К счастью, мне тоже удалось спрятаться недалеко от киоска за группкой автомобилей, примостившихся на импровизированной стоянке. Через несколько минут Паста вышел из бара — спокойный, с сигаретой во рту, — сел в машину и поехал по направлению к проспекту Виктора Эммануила.

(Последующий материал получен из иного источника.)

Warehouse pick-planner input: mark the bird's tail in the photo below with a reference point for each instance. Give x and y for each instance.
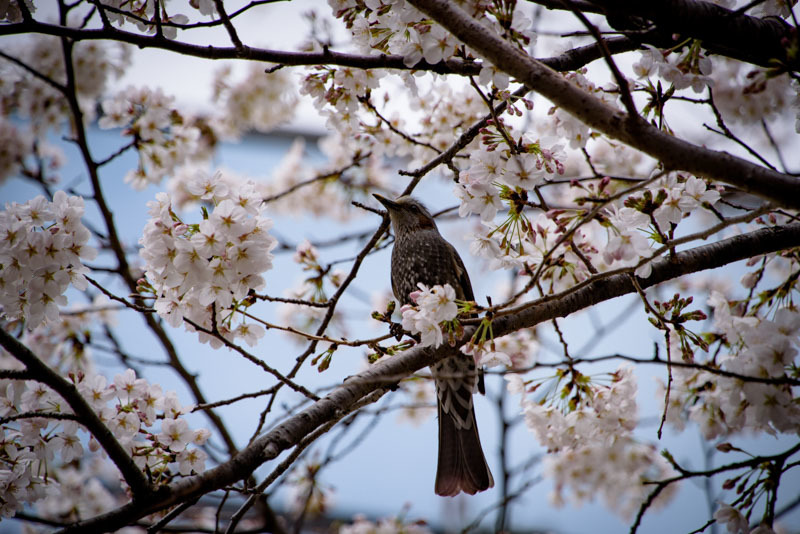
(462, 465)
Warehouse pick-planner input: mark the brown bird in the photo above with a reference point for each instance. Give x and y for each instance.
(421, 255)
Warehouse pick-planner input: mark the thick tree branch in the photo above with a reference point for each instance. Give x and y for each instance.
(389, 371)
(570, 60)
(636, 132)
(761, 41)
(701, 258)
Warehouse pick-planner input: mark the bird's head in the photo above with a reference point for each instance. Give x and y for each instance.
(407, 214)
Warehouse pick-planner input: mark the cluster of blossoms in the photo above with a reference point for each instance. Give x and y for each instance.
(432, 306)
(528, 244)
(759, 347)
(204, 272)
(747, 96)
(160, 134)
(496, 174)
(42, 244)
(592, 451)
(524, 244)
(41, 452)
(393, 525)
(689, 67)
(396, 27)
(29, 96)
(340, 88)
(259, 102)
(664, 205)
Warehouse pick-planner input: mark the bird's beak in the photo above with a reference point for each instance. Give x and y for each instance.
(389, 204)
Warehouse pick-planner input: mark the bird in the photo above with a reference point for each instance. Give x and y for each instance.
(421, 255)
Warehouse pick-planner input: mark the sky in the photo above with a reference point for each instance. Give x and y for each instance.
(392, 469)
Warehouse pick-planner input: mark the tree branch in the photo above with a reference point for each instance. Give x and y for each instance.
(134, 477)
(636, 132)
(388, 371)
(760, 41)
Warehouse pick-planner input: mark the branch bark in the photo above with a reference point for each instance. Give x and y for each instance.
(723, 31)
(389, 371)
(570, 60)
(634, 131)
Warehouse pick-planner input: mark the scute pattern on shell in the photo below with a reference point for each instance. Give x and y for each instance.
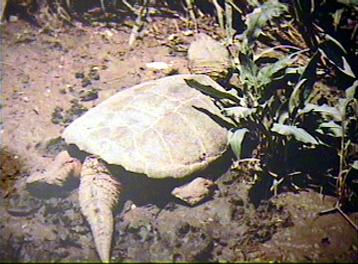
(155, 128)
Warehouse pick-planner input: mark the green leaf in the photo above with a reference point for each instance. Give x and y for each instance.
(257, 19)
(351, 91)
(355, 165)
(236, 139)
(349, 2)
(268, 72)
(239, 112)
(208, 89)
(334, 52)
(330, 128)
(309, 73)
(248, 70)
(296, 98)
(298, 133)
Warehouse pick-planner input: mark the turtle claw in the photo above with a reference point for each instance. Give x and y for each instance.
(53, 180)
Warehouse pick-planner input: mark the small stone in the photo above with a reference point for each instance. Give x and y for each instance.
(195, 191)
(157, 65)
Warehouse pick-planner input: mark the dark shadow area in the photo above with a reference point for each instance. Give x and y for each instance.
(143, 190)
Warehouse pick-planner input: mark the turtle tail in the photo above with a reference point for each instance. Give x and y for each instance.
(98, 194)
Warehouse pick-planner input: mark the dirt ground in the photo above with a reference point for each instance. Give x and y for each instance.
(47, 79)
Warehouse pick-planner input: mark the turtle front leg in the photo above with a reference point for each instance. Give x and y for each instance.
(56, 176)
(98, 194)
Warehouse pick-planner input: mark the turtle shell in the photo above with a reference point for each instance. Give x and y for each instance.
(160, 128)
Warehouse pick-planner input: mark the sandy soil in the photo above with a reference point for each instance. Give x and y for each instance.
(47, 80)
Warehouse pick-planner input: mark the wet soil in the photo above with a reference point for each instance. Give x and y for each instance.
(50, 78)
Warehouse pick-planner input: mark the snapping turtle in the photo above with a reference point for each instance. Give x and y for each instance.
(159, 128)
(208, 56)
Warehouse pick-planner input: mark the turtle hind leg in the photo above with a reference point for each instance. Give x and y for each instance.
(58, 178)
(98, 194)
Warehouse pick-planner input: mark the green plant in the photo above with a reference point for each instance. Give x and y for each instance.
(274, 106)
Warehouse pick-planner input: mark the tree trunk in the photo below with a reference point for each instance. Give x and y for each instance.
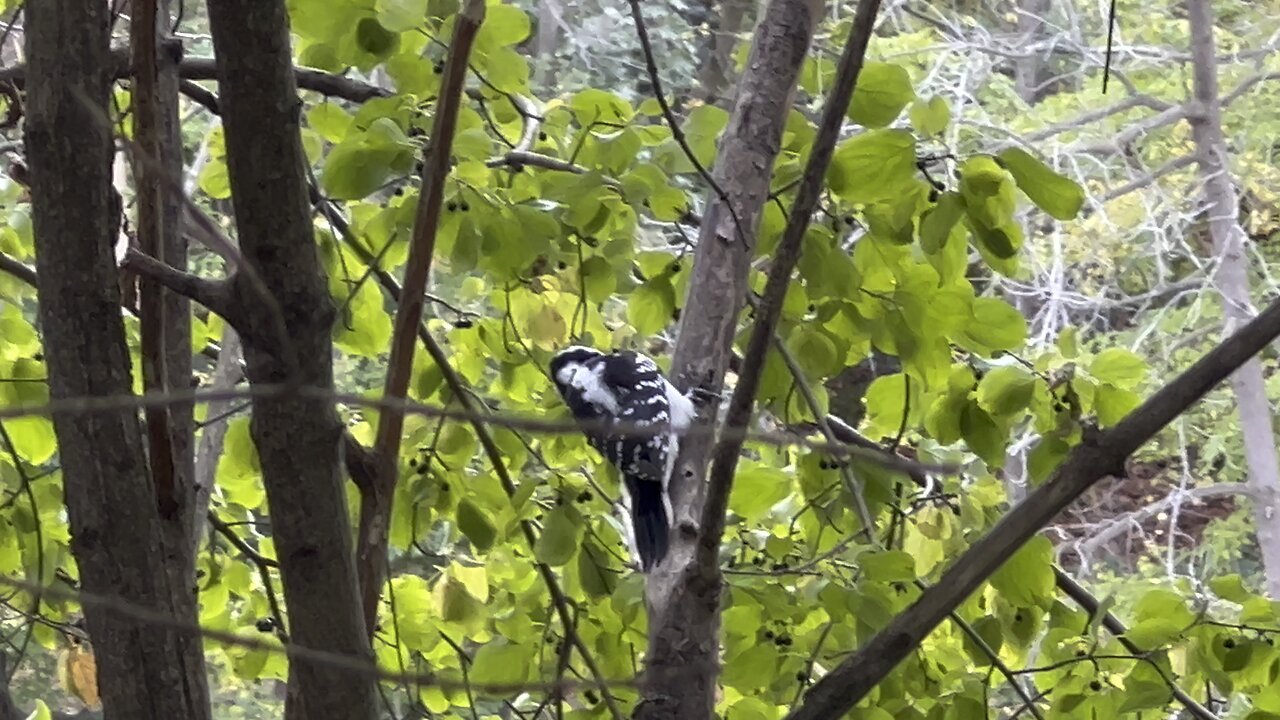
(287, 338)
(1233, 281)
(165, 314)
(682, 661)
(110, 499)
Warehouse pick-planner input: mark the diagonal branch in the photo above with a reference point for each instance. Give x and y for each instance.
(727, 451)
(1097, 456)
(375, 507)
(215, 295)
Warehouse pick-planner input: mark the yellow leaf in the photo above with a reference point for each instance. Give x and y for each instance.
(77, 673)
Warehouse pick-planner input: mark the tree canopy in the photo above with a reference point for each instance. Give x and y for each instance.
(977, 288)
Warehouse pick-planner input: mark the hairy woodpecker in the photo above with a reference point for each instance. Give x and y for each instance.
(627, 387)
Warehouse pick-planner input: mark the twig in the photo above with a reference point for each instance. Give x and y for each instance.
(110, 404)
(676, 132)
(1091, 605)
(727, 451)
(1095, 458)
(375, 507)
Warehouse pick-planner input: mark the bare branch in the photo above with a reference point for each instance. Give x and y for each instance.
(375, 507)
(214, 295)
(1095, 458)
(1091, 605)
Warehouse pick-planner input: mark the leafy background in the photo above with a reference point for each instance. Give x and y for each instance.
(1029, 274)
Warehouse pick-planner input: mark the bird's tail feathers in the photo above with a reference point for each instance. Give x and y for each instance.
(649, 522)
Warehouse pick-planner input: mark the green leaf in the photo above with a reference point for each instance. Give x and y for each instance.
(32, 437)
(374, 39)
(1055, 194)
(1002, 240)
(499, 662)
(931, 118)
(560, 538)
(401, 16)
(503, 26)
(1230, 588)
(882, 91)
(982, 434)
(1006, 390)
(652, 306)
(353, 171)
(757, 488)
(873, 165)
(1112, 404)
(594, 572)
(1068, 342)
(476, 525)
(1165, 605)
(238, 474)
(1045, 458)
(1119, 367)
(887, 565)
(594, 105)
(937, 222)
(214, 180)
(996, 326)
(886, 400)
(40, 712)
(1027, 578)
(332, 122)
(1152, 633)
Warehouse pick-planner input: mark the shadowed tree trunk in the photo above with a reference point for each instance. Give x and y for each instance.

Теперь он продирался сквозь поток машин, точно слаломист: то ли очень торопился, то ли хотел оторваться от меня. Я вожу с пятнадцати лет, и за рулем меня не одолевают сомнения, как в других жизненных ситуациях, но это ралли было чем-то из ряда вон выходящим.
Не выпуская его из виду, я пробиралась между автобусами, отважно заезжала на полосы, запрещенные для легковых автомобилей, — он по ним мчался свободно, будто на крыше у него развевался какой-то магический пропуск. Мне посигналил полицейский (интересно, почему Пасте можно, а мне нет?..), я не остановилась — пускай штрафуют.
Я преследовала его вплоть до Пасседжата-ди-Рипета. Там дорогу мне перерезал огромный грузовик, и Паста растворился в темном туннеле.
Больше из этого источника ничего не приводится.